Bugün saat 18.00′de Datça Dayanışması’nın çağrısıyla Datça Öğretmen Evi arazisi önünde toplanan Datçalılar, demokratik haklarını kullanarak gösteri yapan 6 gencin ölümüne sebep olan devlet terörünü ve hükümetin savaş kışkırtıcısı tutumunu protesto ettiler.
Burada ‘Yaşasın Halkların Kardeşliği’ , ‘Savaşa Vicdanen Karşıyım’, Savaşlarda Sermaye Kazanır Ağıtlar Türkçe Kürtçe Arapça Yakılır’, Her yer Taksim Her yer Direniş’, Her yer Tuzluçayır Her yer Direniş’, ‘Biji Aşiti’. ‘Biji Bratiya Gelan”Savaşa Hayır’ pankartları taşıyan kitle en önde Güler Yücel olmak üzere, yol boyunca yürüyüşe başladı. Yürüyüş boyunca sloganlar atan kitleyi halk alkışlarla destekledi.
Yürüyüş Cumhuriyet Meydanına kadar sürdü. Burada toplanan kitleye Datça Dayanışması’nın basın açıklaması Hüseyin Cihan tarafından okundu.
Öldürülen 6 gencin isimler tek tek okundu, her isim okunuşunun ardından kitle ‘Yaşıyor’ diye bağırdı.
Basın açıklaması şöyle:
BİZ DATÇALI ÇAPULCULAR POLİS DEVLETİ DEĞİL ÖZGÜRLÜK, SAVAŞ DEĞİL BARIŞ İSTİYORUZ
Demokrasi vaatleriyle iktidar olan AKP hükümeti, bu vaadinin aksine her geçen gün otokratik bir yönetime doğru hızla ilerliyor.
Hükümet ülkenin birçok yerinde parkı, ağaçları korumak isteyen halka polis güçlerini Toma ve gaz bombalarıyla saldırttı. Bu saldırılar her geçen gün giderek şiddetini artırıyor. Ethem Sarısülük, Medeni Yıldırım, Ali İsmail Korkmaz, Mehmet Ayvalıtaş, Abdullah Cömert ve Ahmet Atakan gencecik yaşlarında vahşi saldırıların kurbanı olup, hayatlarını kaybettiler.

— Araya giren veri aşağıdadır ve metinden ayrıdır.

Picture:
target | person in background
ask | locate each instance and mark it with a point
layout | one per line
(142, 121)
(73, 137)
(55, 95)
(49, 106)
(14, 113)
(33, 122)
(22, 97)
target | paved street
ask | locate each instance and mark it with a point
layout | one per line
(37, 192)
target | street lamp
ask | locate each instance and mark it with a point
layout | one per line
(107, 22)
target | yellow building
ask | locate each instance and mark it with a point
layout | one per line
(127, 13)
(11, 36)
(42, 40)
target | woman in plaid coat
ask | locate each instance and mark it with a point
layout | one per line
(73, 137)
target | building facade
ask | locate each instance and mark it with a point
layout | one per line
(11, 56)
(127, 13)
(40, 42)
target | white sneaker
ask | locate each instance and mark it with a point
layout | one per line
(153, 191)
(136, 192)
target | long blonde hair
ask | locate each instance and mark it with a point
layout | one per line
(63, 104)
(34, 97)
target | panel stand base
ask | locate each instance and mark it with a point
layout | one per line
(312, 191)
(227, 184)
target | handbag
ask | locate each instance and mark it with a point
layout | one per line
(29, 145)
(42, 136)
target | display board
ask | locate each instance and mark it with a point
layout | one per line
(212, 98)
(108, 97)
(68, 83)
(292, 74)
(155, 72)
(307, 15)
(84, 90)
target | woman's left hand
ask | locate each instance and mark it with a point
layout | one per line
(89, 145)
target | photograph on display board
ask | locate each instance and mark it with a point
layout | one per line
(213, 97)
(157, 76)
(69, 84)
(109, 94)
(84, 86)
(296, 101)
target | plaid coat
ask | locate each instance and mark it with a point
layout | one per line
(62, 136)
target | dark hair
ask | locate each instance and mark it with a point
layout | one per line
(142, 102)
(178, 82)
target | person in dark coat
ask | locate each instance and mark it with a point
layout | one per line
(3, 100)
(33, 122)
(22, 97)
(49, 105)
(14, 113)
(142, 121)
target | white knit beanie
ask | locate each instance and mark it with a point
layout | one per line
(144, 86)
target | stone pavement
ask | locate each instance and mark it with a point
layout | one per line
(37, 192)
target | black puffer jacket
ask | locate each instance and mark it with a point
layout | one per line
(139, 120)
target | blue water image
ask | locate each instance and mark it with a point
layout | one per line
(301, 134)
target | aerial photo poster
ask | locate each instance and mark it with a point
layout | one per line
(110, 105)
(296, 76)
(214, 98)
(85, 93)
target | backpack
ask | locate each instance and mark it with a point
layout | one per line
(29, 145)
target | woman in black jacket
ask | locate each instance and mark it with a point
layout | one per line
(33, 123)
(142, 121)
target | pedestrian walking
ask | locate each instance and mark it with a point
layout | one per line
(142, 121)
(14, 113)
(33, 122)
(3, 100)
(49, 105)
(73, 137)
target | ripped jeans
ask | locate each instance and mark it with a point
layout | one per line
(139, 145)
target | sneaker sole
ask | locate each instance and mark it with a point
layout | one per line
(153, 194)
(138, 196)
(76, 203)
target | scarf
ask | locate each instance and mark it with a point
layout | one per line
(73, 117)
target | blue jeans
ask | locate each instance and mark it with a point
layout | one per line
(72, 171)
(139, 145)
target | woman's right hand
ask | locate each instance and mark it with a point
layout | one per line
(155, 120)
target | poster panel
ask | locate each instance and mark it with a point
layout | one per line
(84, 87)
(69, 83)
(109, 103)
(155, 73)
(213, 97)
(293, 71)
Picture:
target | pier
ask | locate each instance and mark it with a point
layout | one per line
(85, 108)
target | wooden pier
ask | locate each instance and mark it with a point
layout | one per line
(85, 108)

Bu hükümet, bir yandan özgürlük ve barış isteyen halkla savaş haline girerken, diğer yandan da “komşularla sıfır sorun” şiarıyla başlattığı barışçı politikadan sıyrıldı. Şimdi, Suriye’ye karşı savaş çığırtkanlığının borazancıbaşısı haline dönüştü.
AKP çözüm vaatleriyle iktidar oldu ama farklı inançlara sahip olanların hiçbir talebini yerine getirmedi. Alevilerin ibadet yerleri olan cemevlerinin yasallaşmasına binbir türlü engel çıkarttı, çıkartmaya devam ediyor.
Bütün bunlar da yetmedi, hükümet 40.000 Türk ve Kürt gencinin canına mal olan savaşı sonlandırmak üzere başlattığı barış-çözüm sürecini, anadil gibi Kürtlerin temel demokratik haklarını sürüncemede bırakarak tıkıyor, anaların gözyaşı dökmesinin kapısını aralıyor.
Bütün bu vahim gidişatı durduracak yegâne güç, başka hiçbir şey değil sadece ve sadece halkın direnişidir. Biz DATÇALI ÇAPULCULAR özgürlük ve demokrasi için mücadele edenlerle dayanışmaya ve tüm direnenlerin bir halkası olmaya devam edeceğiz.
ONLARIN GRİ DÜNYASI ONLARIN OLSUN
BİZ GÖKKUŞAĞININ TÜM RENKLERİNİ KUCAKLAYACAĞIZ.